Porno e poetica. Termini grumosi, stratificati, ciascuno a suo modo in grado d’aprir feritoie su mondi semantici differenti pur non di necessità agli antipodi. Tutt’altro. Non si pensi alla pornografia, però, discorrendo di porno: non del ginnico esercizio pro-masturbatorio/eccitativo dell’ormai reperibilissimo e maggioritario comparto web; quello è sempre umanissimo e banale desiderio, più o meno estremo, sollazzante, ma sempre e comunque umano. Non v’è porno in Rocco (né ai dintorni dei di lui fratelli), ma volontà di potenzina: non eccesso del desiderio, delirio inorganico, annichilimento/dissoluzione del soggetto in favore della macchina, ma il trionfo illusorio d’un io affermato a suon di pisellate; che noia che barba che noia, (ec)citiamo una grande attrice (non è ironia) del Novecento. Per paradosso, è poetica la parola più abbordabile, nonostante le insidie d’un lemma a fondere il fare dell’etimo greco alla dimensione dichiarativa assunta nel Novecento.

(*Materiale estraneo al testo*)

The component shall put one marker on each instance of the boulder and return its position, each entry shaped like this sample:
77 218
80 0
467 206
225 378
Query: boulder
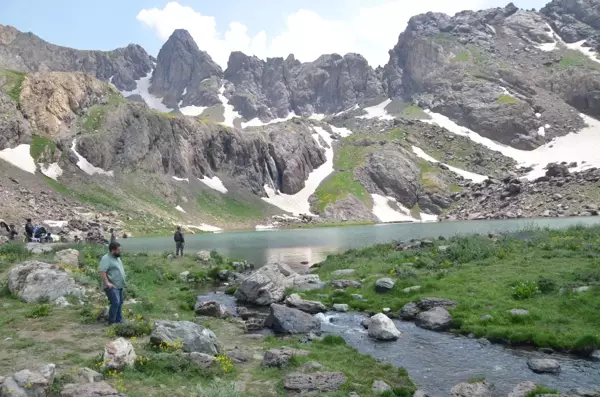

La cupa, sintetica versione di Gloria (Van Morrison filtrato da Patti Smith) permea percussiva il nitore del caveau presso lo spazio performatico dello Scompiglio: la trasparenza opalescente d’uno schermo esteso al boccascena ci separa dall’area ove si svilupperà una sequenza di azioni a due per esplorare, si scrive, “la fluidità della sessualità”, “estasi, ex-stasi, qualcosa che porta fuori e dentro di sé”, financo il “desiderio, la sua forza politica che spezza ogni pretesa di normalità. Mobile, instabile, metamorfico e nomade; indeterminato, indeterminabile, non catalogabile”.

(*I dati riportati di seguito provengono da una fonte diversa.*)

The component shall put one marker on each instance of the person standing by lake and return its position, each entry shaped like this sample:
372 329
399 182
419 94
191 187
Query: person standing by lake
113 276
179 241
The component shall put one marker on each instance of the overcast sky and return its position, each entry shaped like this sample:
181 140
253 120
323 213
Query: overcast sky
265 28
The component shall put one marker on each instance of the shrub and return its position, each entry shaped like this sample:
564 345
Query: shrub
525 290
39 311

E da un catalogo si parte: l’ampio velo rilancia in proiezione reiterata didascalie quasi brechtiane, termini (non troppo aggiornati) relativi al mondo del porno. Il loop visuale echeggia il sonoro, in una coazione a ripetere che è tratto cruciale dell’argomento dichiarato. Entrano le due autrici performer (Titta Cosetta Raccagni e Barbara Stimoli), dandosi a una danza lattiginosa, densa, come di bestie che lascian tracce di schiuma nel passare. Vestono rosso e nero. Si denudano. Lo schermo ospita la proiezione dall’alto di quanto intravediamo nella nebbia cagliata creando un suggestivo cumulo di segni, costringendo alla scelta di quale sguardo seguire. I corpi ormai sgombri d’indumenti s’approssimano: tutto è dominato da una plasticità estetizzante, cui contribuisce l’algida illuminazione scultorea. V’è bellezza, non desiderio: sentiamo la noia (matrice imprescindibile del porno), non lo struggersi/distruggersi dello struggimento, l’estenuato e soprano approdo a un au-delà della morale. Pure bello, pure troppo. Non urgente né ineluttabile. Superfluo.
Affiora, nel cereo languore di queste figure in con-fusione, un che di gratuito: non la gratuità annoiata e sovrana del porno, non l’afrore slabbrato di merda e liquami delle deliranti visioni sadiane. Sono, questi, corpi ripuliti e inodori, messi in posa, omogeneizzati a una scena pettinata che nulla spartisce né col porno né con la pornopoetica cui ardirebbe riferirsi. Tutto laccato, in ordine: un porno finto, “per famiglie” o, meglio, l’idea che una parrucchiera potrebbe avere di esso (si passi l’immagine, letteraria: conosciamo parrucchiere che han gran dimestichezza col porno, pure in senso filosofico).
Sfumata la performance, nel consumarsi del rito plaudente, ci alziamo; un’incongrua sazietà ci pervade: non il placato appetito da grande abbuffata, ma la sensazione d’un pasto di routine, ancorché velleitario, e che in fretta dimenticheremo.